Мне казалось, что сдвоенный крючок, снабженный чем-то вроде шарнира (открытая конструкция, откровенная, если на то пошло), удобен и многофункционален, в отличие от манекенного протеза, страшного своим неумелым, грубым подражанием настоящей руке. На столе у нашего директора красовалась биолатексная оболочка американского протеза, имитирующая кожу с порами и венами, волосками (прилагался набор ногтей разной формы на заказ), словно кто-то содрал кожу с настоящей руки, бр-р-р… но тогда почему…

– Почему, – сказала мне Евгения, когда задала я ей свой вопрос много лет спустя, – мне стало ясно в Швеции, куда вышла замуж моя дочь и где провела я месяц. Там идет по улице инвалид с крючком (большинство шведских протезов именно таковы!), на него никто внимания не обращает, для них он такой же человек, как все. А у нас вытаращатся, оглянутся, будут перешептываться, а дети еще и пальцем указывать да хихикать. Как будто перед ними женщина с бородой из старинного балагана или монстр кунсткамерный. Знаешь, если подделывается, словно бы извиняясь, человек под двурукого с розовой кожей, ему отчасти по снисхождению прощают, что он не такой, как все. Даже черный кожаный протез, как довоенные, из девятнадцатого века, и тот раздражает; что о крючке говорить?

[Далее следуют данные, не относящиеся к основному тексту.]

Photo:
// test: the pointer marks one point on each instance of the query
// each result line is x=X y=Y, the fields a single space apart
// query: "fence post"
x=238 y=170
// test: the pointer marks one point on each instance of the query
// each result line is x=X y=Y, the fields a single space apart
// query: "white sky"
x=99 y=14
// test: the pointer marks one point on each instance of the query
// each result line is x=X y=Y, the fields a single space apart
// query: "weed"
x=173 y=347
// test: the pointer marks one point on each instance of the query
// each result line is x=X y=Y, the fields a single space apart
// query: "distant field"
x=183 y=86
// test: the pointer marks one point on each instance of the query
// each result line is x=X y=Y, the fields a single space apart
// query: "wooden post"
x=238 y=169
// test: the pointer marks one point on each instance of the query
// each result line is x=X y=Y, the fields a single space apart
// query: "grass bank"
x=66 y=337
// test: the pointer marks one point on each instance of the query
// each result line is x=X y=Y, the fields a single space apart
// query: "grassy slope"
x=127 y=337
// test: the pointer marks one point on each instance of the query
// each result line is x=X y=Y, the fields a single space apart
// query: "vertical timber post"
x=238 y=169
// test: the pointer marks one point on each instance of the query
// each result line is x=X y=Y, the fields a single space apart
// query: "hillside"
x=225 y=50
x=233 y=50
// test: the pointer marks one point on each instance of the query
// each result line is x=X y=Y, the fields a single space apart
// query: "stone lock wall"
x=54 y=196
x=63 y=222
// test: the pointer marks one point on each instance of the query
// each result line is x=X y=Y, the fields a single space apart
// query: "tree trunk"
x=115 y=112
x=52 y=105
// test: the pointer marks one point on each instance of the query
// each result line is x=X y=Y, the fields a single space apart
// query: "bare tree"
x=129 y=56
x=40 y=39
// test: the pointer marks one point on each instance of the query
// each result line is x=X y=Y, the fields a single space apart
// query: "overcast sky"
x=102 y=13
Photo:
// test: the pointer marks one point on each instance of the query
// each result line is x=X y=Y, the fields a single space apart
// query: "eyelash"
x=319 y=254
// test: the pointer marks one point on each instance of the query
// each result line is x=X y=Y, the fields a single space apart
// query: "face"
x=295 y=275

– По-моему, это проявление фашистской эстетики.

Интересно, что ту же самую фразу сказала мне про гламур одна двадцатилетняя упрямица много лет спустя.

– Я когда-то читала статьи Эжена Ионеско, – сказала Фламандка Женя, она была великая читательница, библиотекари от ее формуляра в восторг приходили, – у него одна из статей конца пятидесятых так и называется: “Фашизм победил”. Он там упоминает экс-нациста, который презирает возраст, мудрость, культуру, а любит насилие, славу, сладострастие, обожает коллективные праздники, празднества желаний, вроде карнавала колбас и пива в Кёльне, утихающего под утро, оставляя на тротуаре мусор и несколько трупов. Культ силы, слащавости и жестокости. И подмена культуры иерархией техники, миром инженеров-недоучек.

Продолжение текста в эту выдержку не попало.